First-principles characterization and functionalization of graphene-like materials
29 April 2015
UAntwerp - Campus Groenenborger - Room U0.25 - Groenenborgerlaan 171 - 2020 Antwerp
Organization / co-organization:
Department of Physics
Prof. dr. Bart Partoens, Hasan Sahin
PhD defence Jozef Sivek - Faculty of Science, Department of Physics
The aim of this thesis is to explore, using first-principles calculations, the characteristics of chemically decorated graphene and other graphene-like quasi two dimensional materials including silicene and molybdenum disulfide. The body of the results starts with the investigation of the electronic properties of bilayer fluorographene following the previous works on bilayer graphane.
Fully fluorinated bilayer graphene, with a strength comparable with the elastic strength of graphene, shows an increased electronic bang gap over the one of graphane and monolayer fluorographene. Next the patterning of pristine graphene with titanium and its oxide, is discussed. Strong n-type doping of Ti covered graphene is proven by the calculation of changes to the work functions and electronic structure. In addition, titanium dioxide is found to induce lower and structure dependent charge doping.
Afterwards two chapters present results covering patterned silicene, a monolayer of silicon, its surface reactivity, characteristic changes in vibrational properties and the influence of the Stone-Wales defects on its chemical and electronic properties. The focus is on the atom adsorption and absorption with B, N, Al and P atoms on the functionalizable silicene surface.
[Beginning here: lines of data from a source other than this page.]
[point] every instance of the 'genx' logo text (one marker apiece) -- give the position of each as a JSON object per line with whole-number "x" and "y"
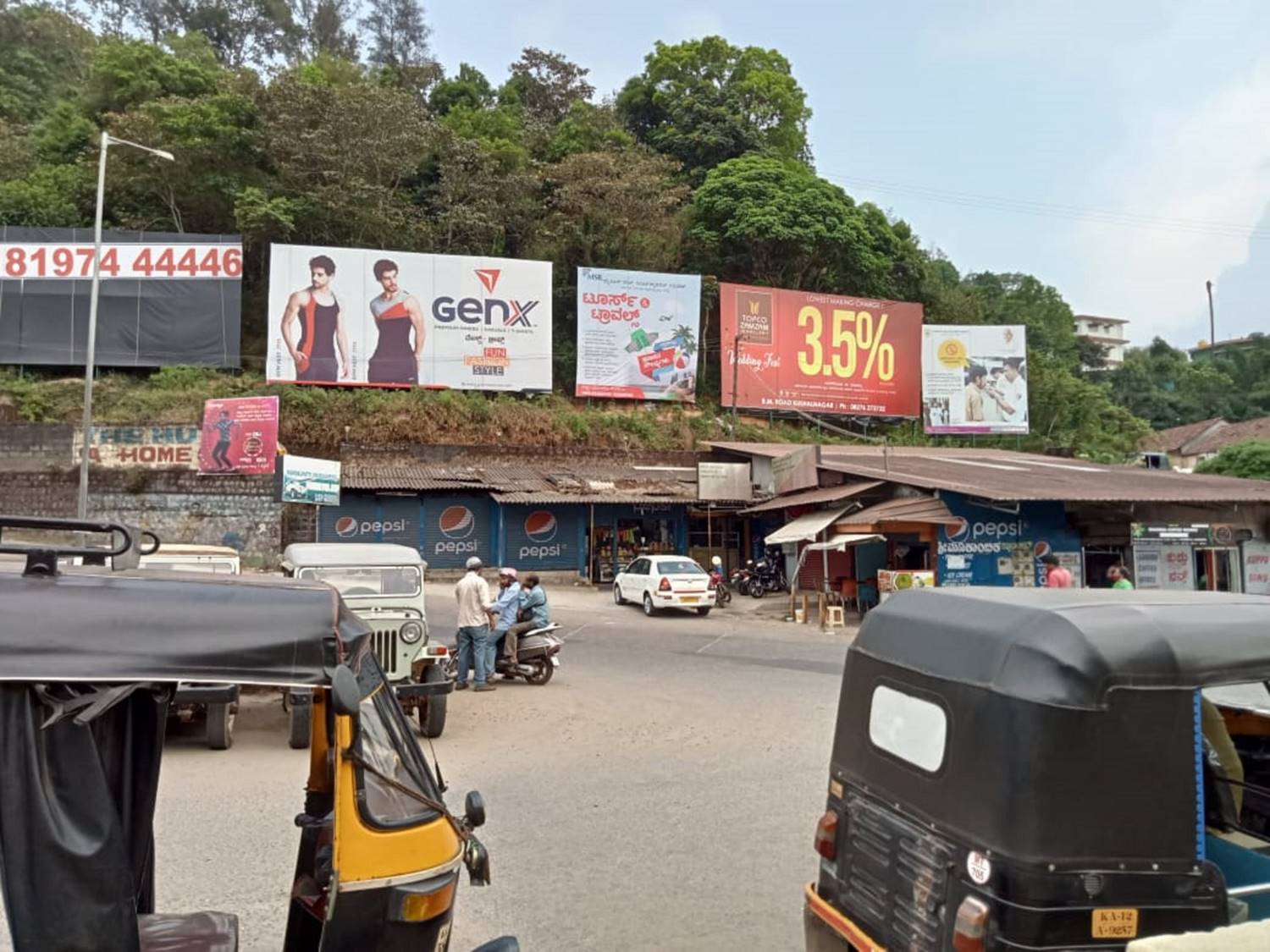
{"x": 474, "y": 310}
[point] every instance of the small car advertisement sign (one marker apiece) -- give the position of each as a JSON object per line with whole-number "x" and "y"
{"x": 305, "y": 480}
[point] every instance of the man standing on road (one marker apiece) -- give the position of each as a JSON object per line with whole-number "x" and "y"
{"x": 472, "y": 593}
{"x": 533, "y": 612}
{"x": 1056, "y": 575}
{"x": 503, "y": 614}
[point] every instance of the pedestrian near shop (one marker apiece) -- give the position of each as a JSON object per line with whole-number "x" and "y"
{"x": 1056, "y": 575}
{"x": 1119, "y": 578}
{"x": 472, "y": 593}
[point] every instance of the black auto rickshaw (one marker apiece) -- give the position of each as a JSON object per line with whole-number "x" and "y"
{"x": 89, "y": 662}
{"x": 1041, "y": 769}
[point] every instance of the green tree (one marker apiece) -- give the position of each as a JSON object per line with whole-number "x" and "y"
{"x": 1249, "y": 459}
{"x": 548, "y": 85}
{"x": 43, "y": 58}
{"x": 772, "y": 221}
{"x": 704, "y": 102}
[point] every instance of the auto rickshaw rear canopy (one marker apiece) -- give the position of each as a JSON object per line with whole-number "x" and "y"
{"x": 1071, "y": 647}
{"x": 112, "y": 627}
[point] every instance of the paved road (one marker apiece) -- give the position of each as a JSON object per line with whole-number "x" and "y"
{"x": 660, "y": 792}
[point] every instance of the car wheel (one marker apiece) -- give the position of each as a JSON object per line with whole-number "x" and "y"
{"x": 301, "y": 715}
{"x": 220, "y": 726}
{"x": 432, "y": 711}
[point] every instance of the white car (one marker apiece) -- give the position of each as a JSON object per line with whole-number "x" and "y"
{"x": 665, "y": 581}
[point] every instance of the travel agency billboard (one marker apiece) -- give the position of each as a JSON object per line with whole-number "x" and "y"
{"x": 638, "y": 334}
{"x": 820, "y": 353}
{"x": 164, "y": 299}
{"x": 975, "y": 378}
{"x": 399, "y": 319}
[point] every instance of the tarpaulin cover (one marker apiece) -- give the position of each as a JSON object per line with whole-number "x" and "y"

The formation of SW defects in free standing as well as in supported silicene is found to be easier compared to the graphitic surfaces and it reduces the number of favourable doping sites.
The work culminates in the final part where a directed decoration of fluorographene and molybdenum disulfide is used to engineer the magnetocrystalline anisotropy properties. The transition metal atoms W, Os, Ir, Pt, Ru, Rh and Co adsorbed in single fluorine (sulfur) vacancy form stable structures and induce giant magnetocrystalline anisotropy energies with an clear link between the easy magnetization axis and the orbital character of the electronic band states around the Fermi level.